Putting garbage bag in trash container

I vividly recall garbage night when I was a little girl in Brooklyn. We had to carry the heavy metal “ash cans,” as Grandma called them, out to the curb. She told me that “ash cans” comes from the days when coal was burned for heat. After cleaning the coal ash from their furnace, people would leave it curbside for the sanitation to pick up. Grandpa Sal was a garbage man and he remembered standing in a truck almost knee-deep in discarded ashes.

Of course, people threw out other garbage in addition to ash. There was no recycling, so they’d put their garbage in paper grocery bags or wrap it in old newspapers before they put it in the can. They didn’t have plastic garbage bags like we have today.

Those days of ash cans and paper garbage bags are long past. I would be reluctant to use paper bags for garbage these days — even with Grandma’s trick of using a milk carton for wet things like tea bags. I would worry about the smell and that the paper bag might rip or fall apart if it rained.

So what does a person do to responsibly dispose of household waste without using lots of plastic? I used to use plastic grocery bags for garbage. I didn’t feel too guilty about throwing them out because I used them multiple times before I used them for garbage. After carrying my groceries home, I might use the bags for carrying dirty gardening shoes from the community garden, conditioning my hair, or lining the lunch tote I took to work. After using the bag a few times, I could use it for garbage.

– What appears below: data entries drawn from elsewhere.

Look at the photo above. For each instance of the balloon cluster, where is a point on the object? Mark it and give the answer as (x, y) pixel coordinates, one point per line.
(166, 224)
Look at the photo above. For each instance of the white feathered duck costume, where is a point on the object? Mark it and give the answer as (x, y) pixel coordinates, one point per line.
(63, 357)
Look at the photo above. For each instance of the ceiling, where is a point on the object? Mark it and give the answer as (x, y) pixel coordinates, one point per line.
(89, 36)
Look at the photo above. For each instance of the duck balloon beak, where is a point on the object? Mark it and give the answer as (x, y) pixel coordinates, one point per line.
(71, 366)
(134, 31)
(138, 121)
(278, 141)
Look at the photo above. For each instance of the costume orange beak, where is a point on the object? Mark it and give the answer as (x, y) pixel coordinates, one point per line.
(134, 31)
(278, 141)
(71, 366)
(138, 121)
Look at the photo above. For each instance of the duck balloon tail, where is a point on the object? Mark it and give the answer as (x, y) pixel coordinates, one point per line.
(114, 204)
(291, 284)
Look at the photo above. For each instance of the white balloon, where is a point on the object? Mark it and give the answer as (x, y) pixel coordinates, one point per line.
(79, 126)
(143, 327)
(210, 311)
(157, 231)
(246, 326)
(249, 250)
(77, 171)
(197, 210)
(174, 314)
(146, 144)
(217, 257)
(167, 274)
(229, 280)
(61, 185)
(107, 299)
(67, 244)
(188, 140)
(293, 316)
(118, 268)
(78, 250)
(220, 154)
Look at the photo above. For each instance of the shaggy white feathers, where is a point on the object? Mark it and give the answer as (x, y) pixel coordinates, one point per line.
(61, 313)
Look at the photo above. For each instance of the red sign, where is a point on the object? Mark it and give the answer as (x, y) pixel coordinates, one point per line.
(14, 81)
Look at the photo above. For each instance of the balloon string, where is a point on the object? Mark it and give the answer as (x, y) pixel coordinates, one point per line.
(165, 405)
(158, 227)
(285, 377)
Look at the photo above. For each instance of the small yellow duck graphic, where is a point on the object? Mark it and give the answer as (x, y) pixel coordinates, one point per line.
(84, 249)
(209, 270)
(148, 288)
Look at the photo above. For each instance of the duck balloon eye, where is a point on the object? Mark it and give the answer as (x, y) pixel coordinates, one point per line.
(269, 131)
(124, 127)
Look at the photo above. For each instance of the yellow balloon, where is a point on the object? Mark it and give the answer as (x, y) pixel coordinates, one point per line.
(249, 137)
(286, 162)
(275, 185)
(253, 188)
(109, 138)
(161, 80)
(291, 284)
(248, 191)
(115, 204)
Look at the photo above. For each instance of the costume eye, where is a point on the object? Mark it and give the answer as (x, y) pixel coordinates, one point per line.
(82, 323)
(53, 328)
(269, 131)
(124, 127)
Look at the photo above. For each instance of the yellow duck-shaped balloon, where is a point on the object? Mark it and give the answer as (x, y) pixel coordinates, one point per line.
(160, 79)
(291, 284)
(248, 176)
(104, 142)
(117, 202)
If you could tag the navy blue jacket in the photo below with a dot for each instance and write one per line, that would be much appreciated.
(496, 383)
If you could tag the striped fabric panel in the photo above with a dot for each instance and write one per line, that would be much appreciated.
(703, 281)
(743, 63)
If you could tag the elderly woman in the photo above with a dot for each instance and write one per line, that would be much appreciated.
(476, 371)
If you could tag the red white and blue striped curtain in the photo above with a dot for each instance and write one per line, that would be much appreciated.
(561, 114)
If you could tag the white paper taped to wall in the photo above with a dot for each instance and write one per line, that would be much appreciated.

Now that New York has a ban on plastic bags, I need another solution. When I buy something in a plastic bag, like a bag of potting soil, I use it as many times as I can before using it for garbage. When I don’t have a used bag, I use a new garbage bag made with post-consumer recycled plastic.

I try not to generate too much waste in the first place, but even with recycling and composting I still generate some. So, I reuse bags as much as possible and keep seeking greener options for disposing of my waste responsibly.